Misure di sicurezza:
- lavoro del capocordata con corda doppia, una delle quali è UIIA;
- assicurazione attraverso l'ottovolante;
- bloccaggio di tutti i chiodi nelle stazioni di sosta;
- uso di prolunghe con assorbitori di shock durante la risalita sulle corde fisse con Jumars combinati con nodo autobloccante.
Tutto l'equipaggiamento non standard è stato testato sul banco di prova dell'AUSB Ullu-Tau.

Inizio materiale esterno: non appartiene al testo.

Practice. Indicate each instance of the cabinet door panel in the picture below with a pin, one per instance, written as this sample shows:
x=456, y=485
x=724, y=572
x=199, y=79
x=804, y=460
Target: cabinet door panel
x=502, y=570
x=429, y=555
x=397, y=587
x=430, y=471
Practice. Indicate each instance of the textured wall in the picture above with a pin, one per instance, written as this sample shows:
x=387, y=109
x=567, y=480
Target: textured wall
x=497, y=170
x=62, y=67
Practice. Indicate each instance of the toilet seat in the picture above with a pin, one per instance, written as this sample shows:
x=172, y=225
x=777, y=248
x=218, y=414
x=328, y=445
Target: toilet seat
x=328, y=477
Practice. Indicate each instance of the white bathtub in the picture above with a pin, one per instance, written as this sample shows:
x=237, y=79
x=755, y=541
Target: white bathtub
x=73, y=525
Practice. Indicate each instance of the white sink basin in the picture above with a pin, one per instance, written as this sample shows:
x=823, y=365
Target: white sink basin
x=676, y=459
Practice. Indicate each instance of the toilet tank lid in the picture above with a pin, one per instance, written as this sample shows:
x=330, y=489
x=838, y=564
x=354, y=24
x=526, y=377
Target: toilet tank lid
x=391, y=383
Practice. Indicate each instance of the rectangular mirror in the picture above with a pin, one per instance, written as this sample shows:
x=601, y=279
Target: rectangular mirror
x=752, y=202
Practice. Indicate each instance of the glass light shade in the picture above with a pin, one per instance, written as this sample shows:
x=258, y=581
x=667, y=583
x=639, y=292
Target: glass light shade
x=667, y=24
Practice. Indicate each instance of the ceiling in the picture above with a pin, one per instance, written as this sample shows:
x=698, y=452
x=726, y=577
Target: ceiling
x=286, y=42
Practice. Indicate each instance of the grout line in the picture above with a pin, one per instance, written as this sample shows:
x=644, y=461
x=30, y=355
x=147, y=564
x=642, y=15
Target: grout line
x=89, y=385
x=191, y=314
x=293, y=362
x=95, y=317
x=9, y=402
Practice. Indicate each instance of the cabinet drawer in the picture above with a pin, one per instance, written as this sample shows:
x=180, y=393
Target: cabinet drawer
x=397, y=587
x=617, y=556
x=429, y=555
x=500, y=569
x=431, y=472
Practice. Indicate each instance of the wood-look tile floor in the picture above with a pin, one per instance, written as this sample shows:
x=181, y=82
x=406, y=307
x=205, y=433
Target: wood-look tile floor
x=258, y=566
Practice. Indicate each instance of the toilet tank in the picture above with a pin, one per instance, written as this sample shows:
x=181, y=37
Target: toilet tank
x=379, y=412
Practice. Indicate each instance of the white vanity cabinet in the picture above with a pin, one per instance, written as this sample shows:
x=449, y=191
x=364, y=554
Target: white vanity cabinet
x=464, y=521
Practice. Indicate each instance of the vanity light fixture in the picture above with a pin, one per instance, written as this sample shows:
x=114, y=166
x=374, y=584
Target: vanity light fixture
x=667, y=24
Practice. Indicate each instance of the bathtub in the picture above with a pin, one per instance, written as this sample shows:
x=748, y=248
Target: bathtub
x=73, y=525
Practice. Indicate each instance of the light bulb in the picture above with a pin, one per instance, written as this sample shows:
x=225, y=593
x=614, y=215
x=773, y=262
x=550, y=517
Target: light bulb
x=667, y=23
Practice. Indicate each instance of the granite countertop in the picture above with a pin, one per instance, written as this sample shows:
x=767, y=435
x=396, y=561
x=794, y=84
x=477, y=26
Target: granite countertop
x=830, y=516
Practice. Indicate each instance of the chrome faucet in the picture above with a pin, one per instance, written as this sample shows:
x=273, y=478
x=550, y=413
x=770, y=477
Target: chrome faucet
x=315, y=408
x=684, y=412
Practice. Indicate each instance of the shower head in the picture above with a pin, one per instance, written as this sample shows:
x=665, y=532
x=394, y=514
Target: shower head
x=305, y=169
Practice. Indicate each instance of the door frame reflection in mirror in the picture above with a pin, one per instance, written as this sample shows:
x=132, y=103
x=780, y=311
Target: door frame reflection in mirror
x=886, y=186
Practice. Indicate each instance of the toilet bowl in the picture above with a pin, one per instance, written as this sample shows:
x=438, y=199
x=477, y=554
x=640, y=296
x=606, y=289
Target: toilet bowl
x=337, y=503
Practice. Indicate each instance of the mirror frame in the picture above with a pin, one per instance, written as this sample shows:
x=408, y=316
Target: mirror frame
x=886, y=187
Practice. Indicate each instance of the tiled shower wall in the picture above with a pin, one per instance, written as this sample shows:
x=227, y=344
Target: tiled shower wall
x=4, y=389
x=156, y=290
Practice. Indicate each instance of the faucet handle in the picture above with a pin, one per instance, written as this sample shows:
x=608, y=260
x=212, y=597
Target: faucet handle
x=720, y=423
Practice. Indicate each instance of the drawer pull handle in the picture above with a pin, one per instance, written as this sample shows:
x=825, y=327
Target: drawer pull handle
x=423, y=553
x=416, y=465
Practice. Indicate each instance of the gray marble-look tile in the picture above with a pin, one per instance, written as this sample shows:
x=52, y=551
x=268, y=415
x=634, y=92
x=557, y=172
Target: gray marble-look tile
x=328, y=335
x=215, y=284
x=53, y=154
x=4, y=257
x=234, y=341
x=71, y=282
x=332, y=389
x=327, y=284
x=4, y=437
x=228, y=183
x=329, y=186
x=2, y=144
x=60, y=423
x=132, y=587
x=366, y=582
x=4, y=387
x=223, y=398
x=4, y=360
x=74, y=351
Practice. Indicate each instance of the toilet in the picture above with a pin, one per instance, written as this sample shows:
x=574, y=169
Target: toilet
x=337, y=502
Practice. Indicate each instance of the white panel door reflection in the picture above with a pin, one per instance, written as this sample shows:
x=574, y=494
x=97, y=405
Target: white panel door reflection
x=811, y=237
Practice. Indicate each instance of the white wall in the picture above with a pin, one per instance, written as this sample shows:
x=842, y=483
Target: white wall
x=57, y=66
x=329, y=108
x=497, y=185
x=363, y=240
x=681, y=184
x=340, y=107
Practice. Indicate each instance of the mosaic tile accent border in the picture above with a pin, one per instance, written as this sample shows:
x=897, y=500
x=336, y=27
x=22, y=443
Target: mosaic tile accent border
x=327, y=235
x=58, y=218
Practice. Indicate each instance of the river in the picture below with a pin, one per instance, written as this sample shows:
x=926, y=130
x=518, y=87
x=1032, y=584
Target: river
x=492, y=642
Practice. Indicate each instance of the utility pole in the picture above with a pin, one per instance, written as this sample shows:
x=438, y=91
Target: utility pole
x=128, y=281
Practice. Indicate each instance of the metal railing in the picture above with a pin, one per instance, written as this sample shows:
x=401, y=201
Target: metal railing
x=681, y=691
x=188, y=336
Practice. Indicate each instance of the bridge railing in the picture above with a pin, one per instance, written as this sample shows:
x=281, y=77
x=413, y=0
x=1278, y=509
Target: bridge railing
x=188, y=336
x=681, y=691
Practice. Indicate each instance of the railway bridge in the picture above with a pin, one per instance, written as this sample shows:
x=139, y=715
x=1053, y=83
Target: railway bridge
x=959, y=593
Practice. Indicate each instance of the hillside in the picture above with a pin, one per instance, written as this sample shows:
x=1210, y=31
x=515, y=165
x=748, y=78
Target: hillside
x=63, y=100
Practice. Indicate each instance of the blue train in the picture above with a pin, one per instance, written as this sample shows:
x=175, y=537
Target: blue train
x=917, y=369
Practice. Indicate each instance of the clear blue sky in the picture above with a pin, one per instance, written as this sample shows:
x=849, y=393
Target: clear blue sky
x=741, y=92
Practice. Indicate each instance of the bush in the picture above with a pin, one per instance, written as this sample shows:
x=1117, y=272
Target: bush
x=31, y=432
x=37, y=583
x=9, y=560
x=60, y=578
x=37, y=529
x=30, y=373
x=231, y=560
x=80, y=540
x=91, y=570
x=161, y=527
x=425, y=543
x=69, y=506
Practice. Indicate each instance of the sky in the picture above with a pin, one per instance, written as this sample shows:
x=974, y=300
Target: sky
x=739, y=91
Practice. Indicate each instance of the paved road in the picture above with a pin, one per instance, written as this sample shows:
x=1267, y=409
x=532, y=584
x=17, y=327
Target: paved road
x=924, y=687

Durante il maltempo del 7 luglio 1988, il gruppo è rimasto nella tenda sotto l'itinerario. Non ci sono stati incidenti o infortuni.
Risolvendo il problema del superamento dei tratti difficili, la squadra ha utilizzato pienamente:
- la propria esperienza,
- la qualifica tecnica,
- la preparazione fisica,
il che ha permesso di superare l'itinerario a un buon ritmo e con un'adeguata riserva di sicurezza.
Comunicazione con gli osservatori — tramite radio tipo 70 RPG-24M. Ai piedi della montagna c'era un distaccamento di salvataggio e osservatori insieme a un gruppo di alpinisti della città di Kharkov.

Fig. n. Schema dell'itinerario in simboli. M1:2000

Descrizione dell'itinerario per tratti
La squadra è uscita dal campo base nella vallata di Ak-Su alle 14:00 del 7 luglio 1988.
Avvicinamento all'inizio dell'itinerario: dalla vallata di Ak-Su attraversare il grande prato verde e il crinale fino alla vallata di Kara-Su (1 ora e 20 minuti).
Quindi:
- Sulla stradina in salita lungo il cono di detriti, lasciando a destra la vetta di Asan-Usan.
- Dritto lungo il percorso si vede la vetta 4801 m, a sinistra di essa — il canalone nevoso-glaciale che confina con la vetta 4520 m.
- Salire 250 m lungo il canalone, poi a sinistra lungo la parete (4 corde di 4 cat. di difficoltà) che portano a un crinale che assomiglia a una cresta affilata con un piccolo avvallamento (3 m).
- Poi lungo una cengia traversando in basso a sinistra per 100 m fino all'inizio dell'itinerario.
L'avvicinamento dal campo base richiede 5–6 ore.
1° giorno: lavorazione dell'itinerario R1–R3 (70 m). Ha lavorato la 2a cordata. 2° giorno: R4 — lungo piccole fessure con arrampicata difficile e rilievo minimo, ci si avvicina alla lastra — lavora la 1a cordata.
R5 — lastra che diventa una fessura. R6 — continuazione della fessura con arrampicata molto difficile. R7 — diedro interno, arrampicata estremamente difficile, appigli liscissimi, presenza di "pietre vive".
R8 — parete liscia con piccole parti strapiombanti.
R9 — fessura percorsa con tecniche artificiali con l'aiuto di chiodi e friend.
R10 — parete, nella cui parte destra si trova un cornicione con molti appigli laterali.
R11 — parete molto ripida, in alcuni punti percorsa con tecniche artificiali, arrampicata molto difficile in equilibrio.
R12 — inizia con una fessura e termina con un cornicione, che viene aggirato a sinistra.
R13 — parete con cornicione strapiombante, percorsa con tecniche artificiali, presenza di "pietre vive".
R14 — diedro interno con due piccoli cornicioni, arrampicata estremamente difficile, numero limitato di appigli. Poi un diedro interno che porta alla cresta.
R15 — cresta di 4–5 cat. di difficoltà, 460 m. Molte fessure, piccole pareti, rilievo molto pulito, presenza di luoghi per il pernottamento. È avvenuto il cambio di cordata.
R16 — parete di 20 m che porta alla vetta. Discesa lungo la cresta SE fino all'inizio delle discese in corda doppia.